图2 内蒙古常福龙沟金矿区地质简图(据俞礽安等,2009)Fig.2 Generalized geological map of the Changfulonggou gold deposit, Inner Mongolia (after Yu et al., 2009) 1-第四系; 2-渣尔泰山群变质砂岩、板岩、千枚状板岩; 3-乌拉山岩群大理岩; 4-细粒钾长花岗岩; 5-似斑状角闪二长花岗岩; 6 -石英闪长岩; 7-闪长岩脉; 8-含金蚀变带位置; 9-金矿体位置及编号; 10-断层 1-Quaternary; 2-Zhaertaishan group metasandstone, slate and phyllitic slate; 3-Wulashan group marble; 4-fine grained K-feldspar granite; 5-porphyritic hornblende monzogranite; 6-quartz diorite; 7-diorite dyke; 8-Au-bearing alteration zone; 9-gold orebody; 10-fault
矿区共圈出7个矿体,其中主要矿体为Au-1号、Au-2号、 Au-3号、 Au-4号。主矿体走向约290°~300°,在平面上和剖面上都呈平行斜列特征(高帮飞等,2012;汪劲草等,2012)。其中,Au-1号为最主要矿体,呈不规则中脉状,倾向SW,倾角49°~80°,矿体连续,厚度稳定,平均品位3.74 g/t,矿体由黄铁矿化硅化构造角砾岩组成。Au-2号呈薄脉状产出,矿体倾向SW,倾角50°~60°,矿体厚度稳定,平均品位1.49 g/t,主要由硅化黄铁矿化蚀变岩组成。Au-3号矿体呈薄层脉状,倾向SW,倾角50°~60°,矿体厚度稳定,矿体由黄铁矿化硅化角砾岩、黄铁矿化变质砂岩组成。Au-4号呈薄层脉状产出,倾向SW,倾角50°~60°,厚度稳定,金品位1.94 g/t,矿体由硅化蚀变岩组成。

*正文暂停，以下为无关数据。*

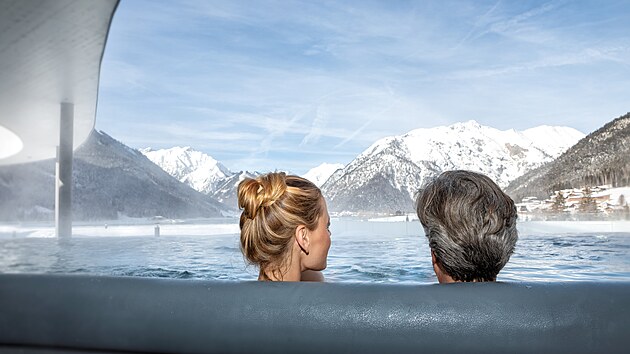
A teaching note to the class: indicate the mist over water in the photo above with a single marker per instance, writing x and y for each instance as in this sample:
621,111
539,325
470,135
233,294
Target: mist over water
361,251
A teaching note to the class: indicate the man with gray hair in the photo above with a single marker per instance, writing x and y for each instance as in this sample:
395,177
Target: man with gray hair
470,224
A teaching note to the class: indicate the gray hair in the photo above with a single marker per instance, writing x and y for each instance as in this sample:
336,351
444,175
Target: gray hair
470,224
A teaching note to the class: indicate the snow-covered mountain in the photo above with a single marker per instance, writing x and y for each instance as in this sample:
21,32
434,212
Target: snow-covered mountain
195,168
386,176
110,180
319,175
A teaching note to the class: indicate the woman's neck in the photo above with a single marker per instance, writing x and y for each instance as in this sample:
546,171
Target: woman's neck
290,271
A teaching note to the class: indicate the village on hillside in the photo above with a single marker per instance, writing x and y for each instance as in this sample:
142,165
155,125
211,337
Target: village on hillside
587,203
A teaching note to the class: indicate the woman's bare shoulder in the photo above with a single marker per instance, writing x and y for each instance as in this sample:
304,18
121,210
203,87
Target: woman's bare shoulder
312,275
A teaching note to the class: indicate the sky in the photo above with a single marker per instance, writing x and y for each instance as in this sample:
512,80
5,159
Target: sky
288,85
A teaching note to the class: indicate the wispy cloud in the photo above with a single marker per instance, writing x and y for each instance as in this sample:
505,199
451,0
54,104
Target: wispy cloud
300,82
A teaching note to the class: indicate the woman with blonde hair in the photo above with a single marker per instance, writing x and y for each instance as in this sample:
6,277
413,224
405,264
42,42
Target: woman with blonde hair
284,227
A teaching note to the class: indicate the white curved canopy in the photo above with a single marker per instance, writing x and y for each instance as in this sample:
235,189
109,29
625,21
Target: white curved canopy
50,52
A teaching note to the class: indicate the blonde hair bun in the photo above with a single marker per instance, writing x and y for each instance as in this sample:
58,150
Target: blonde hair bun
262,192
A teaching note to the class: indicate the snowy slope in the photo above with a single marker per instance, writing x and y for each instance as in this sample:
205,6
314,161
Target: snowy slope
395,167
320,174
195,168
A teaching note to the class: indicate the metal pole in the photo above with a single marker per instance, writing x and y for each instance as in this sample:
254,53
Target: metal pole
63,190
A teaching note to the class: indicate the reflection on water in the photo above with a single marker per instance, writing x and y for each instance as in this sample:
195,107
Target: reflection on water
360,252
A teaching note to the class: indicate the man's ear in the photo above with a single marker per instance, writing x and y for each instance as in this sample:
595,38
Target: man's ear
302,238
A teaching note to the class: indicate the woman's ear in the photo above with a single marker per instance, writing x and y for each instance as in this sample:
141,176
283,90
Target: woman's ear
302,238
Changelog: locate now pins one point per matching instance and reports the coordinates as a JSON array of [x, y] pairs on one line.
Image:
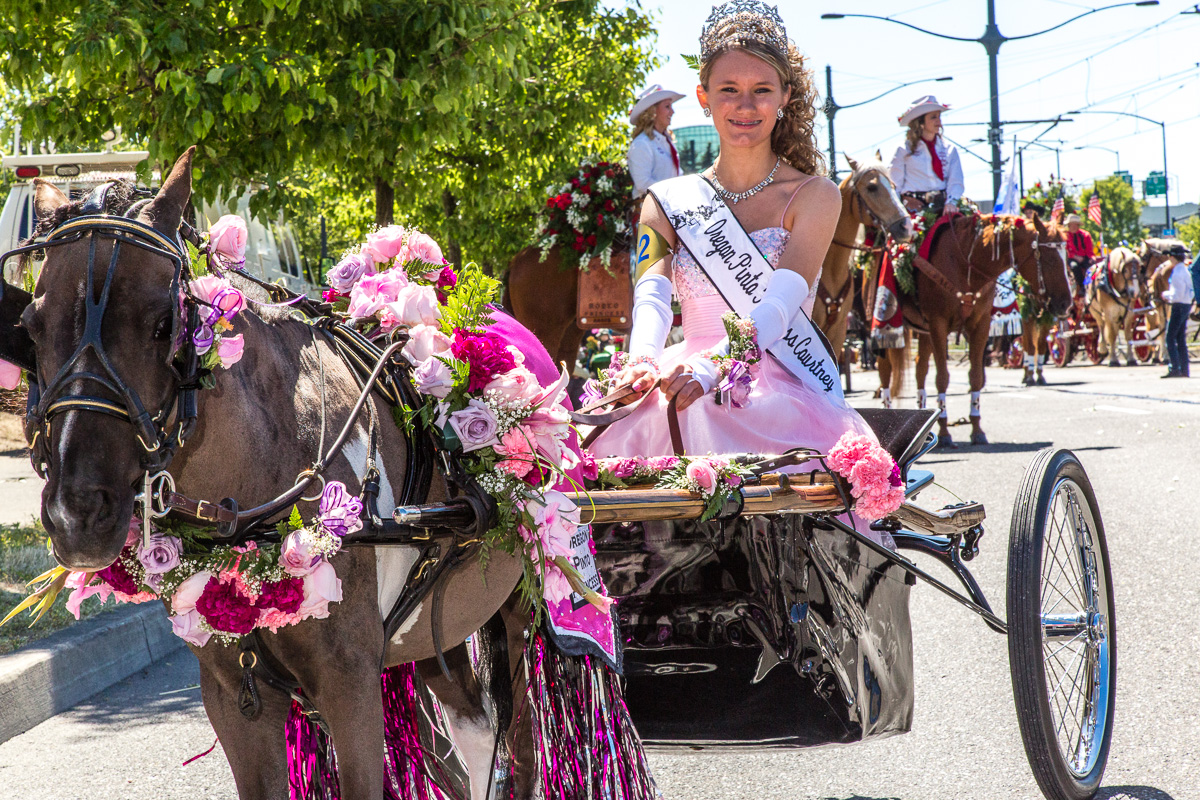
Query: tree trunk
[[385, 203], [454, 251]]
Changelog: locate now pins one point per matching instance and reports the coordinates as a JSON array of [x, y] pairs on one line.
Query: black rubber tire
[[1050, 473]]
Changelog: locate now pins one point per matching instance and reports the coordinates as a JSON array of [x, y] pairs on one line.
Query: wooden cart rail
[[775, 494]]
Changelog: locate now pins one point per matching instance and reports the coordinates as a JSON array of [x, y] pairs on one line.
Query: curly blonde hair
[[793, 139], [646, 121]]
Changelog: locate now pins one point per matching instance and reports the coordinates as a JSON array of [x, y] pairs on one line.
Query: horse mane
[[121, 194]]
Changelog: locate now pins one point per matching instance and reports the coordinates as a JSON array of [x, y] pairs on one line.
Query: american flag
[[1059, 208], [1093, 208]]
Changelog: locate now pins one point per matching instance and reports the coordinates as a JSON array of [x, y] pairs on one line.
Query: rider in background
[[1080, 251], [652, 154], [927, 163], [1180, 295]]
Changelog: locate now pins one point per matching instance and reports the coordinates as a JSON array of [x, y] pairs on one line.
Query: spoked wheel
[[1062, 632]]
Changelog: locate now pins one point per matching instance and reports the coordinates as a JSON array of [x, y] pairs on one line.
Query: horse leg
[[256, 750], [940, 348], [923, 353], [462, 698], [977, 341]]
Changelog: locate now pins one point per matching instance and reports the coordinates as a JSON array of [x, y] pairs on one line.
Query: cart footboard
[[760, 631]]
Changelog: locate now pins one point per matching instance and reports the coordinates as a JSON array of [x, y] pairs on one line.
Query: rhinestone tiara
[[738, 22]]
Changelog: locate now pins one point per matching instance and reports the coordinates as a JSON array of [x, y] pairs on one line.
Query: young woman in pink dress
[[755, 86]]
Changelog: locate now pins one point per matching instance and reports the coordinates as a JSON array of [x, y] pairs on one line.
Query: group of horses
[[953, 294]]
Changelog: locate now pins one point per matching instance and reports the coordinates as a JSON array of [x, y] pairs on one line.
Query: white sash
[[723, 248]]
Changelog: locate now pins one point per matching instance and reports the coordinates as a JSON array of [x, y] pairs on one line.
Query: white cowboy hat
[[655, 94], [922, 106]]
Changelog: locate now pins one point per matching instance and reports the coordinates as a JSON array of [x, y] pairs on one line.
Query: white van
[[271, 251]]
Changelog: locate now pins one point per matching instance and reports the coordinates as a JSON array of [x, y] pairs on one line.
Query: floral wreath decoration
[[486, 407], [588, 212]]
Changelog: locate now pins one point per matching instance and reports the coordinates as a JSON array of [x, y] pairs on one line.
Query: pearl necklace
[[735, 197]]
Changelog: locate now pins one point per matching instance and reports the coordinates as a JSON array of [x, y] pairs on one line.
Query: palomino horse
[[1110, 296], [1036, 329], [261, 426], [955, 289], [869, 199]]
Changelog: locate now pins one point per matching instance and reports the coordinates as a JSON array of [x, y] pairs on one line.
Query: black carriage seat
[[903, 432]]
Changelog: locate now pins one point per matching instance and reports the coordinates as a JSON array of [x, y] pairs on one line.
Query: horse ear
[[47, 198], [166, 211]]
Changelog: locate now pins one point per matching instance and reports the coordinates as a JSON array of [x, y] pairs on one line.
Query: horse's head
[[876, 202], [1051, 283], [105, 320]]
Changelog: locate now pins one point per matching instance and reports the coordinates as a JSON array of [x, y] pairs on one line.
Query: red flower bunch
[[485, 354]]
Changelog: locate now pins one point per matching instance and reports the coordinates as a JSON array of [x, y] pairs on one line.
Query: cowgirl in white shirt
[[652, 155], [927, 162]]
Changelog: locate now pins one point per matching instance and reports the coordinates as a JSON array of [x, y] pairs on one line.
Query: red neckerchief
[[933, 156], [675, 156]]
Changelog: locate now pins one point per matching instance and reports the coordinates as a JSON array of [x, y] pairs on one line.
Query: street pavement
[[1138, 438]]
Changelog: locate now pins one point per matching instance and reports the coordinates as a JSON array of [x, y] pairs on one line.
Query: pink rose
[[414, 305], [387, 244], [187, 627], [299, 555], [373, 292], [349, 270], [227, 240], [475, 426], [229, 349], [424, 342], [321, 588], [161, 554], [703, 474], [432, 377], [10, 374], [421, 247], [189, 593], [517, 385]]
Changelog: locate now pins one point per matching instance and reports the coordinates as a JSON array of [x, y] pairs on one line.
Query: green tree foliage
[[1044, 193], [1121, 214], [459, 108]]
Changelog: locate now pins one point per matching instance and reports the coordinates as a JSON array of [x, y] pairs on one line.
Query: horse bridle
[[47, 401]]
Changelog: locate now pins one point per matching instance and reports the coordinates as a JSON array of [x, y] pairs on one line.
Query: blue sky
[[1141, 60]]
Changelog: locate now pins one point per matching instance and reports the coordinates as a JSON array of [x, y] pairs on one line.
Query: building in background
[[697, 146]]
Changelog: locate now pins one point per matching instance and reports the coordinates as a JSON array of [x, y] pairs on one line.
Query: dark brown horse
[[955, 290], [256, 431]]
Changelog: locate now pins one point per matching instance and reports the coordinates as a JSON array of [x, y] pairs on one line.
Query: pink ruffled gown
[[783, 411]]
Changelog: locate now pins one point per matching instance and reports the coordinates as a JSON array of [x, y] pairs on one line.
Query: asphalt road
[[1137, 435]]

矿石中金属矿物主要为黄铁矿,少量方铅矿、黄铜矿、自然金和银金矿;脉石矿物有石英、方解石、绢云母等(俞礽安等,2009)。其中,黄铁矿发育至少2期,早期粗粒黄铁矿为立方体晶形,呈浸染状分布于蚀变岩中;成矿期黄铁矿呈粉末状-细粒状结构,呈细脉状或团块状构造分布于脉石中,是最主要的载金黄铁矿。自然金多呈它形粒状、不规则粒状集合体产于脉石矿物裂隙和粒间,少量产于黄铁矿和褐铁矿裂隙中;银金矿分布于脉石英、黄铁矿、褐铁矿裂隙中,形态多为它形粒状、不规则状,少量叶片状。
原生矿石结构有自形-半自形粒状结构、它形粒状结构、包含结构、交代残余结构、显微鳞片粒状变晶结构和压碎结构等,发育稀疏或稠密浸染状、网脉状、碎裂状、角砾状等构造,氧化矿石发育土状-蜂窝状等构造。
矿体围岩蚀变较强,主要有硅化、黄铁绢英岩化、碳酸岩化,局部见绿泥石化、黑云母化、钾化、粘土化等,其中硅化强度与金矿化呈正相关关系。
本文对常福龙沟金矿主要载金矿物黄铁矿进行了硫、铅同位素组成测定,采样位置见表1。选取具有代表性的样品,经手工逐级破碎、过筛至40~60目,然后在双目镜下挑选纯度大于99%的黄铁矿单矿物2g以上。将挑纯后的黄铁矿单矿物研磨至200目以下,供硫、铅同位素组成分析,分析测试工作均在核工业北京地质研究院分析测试研究中心完成。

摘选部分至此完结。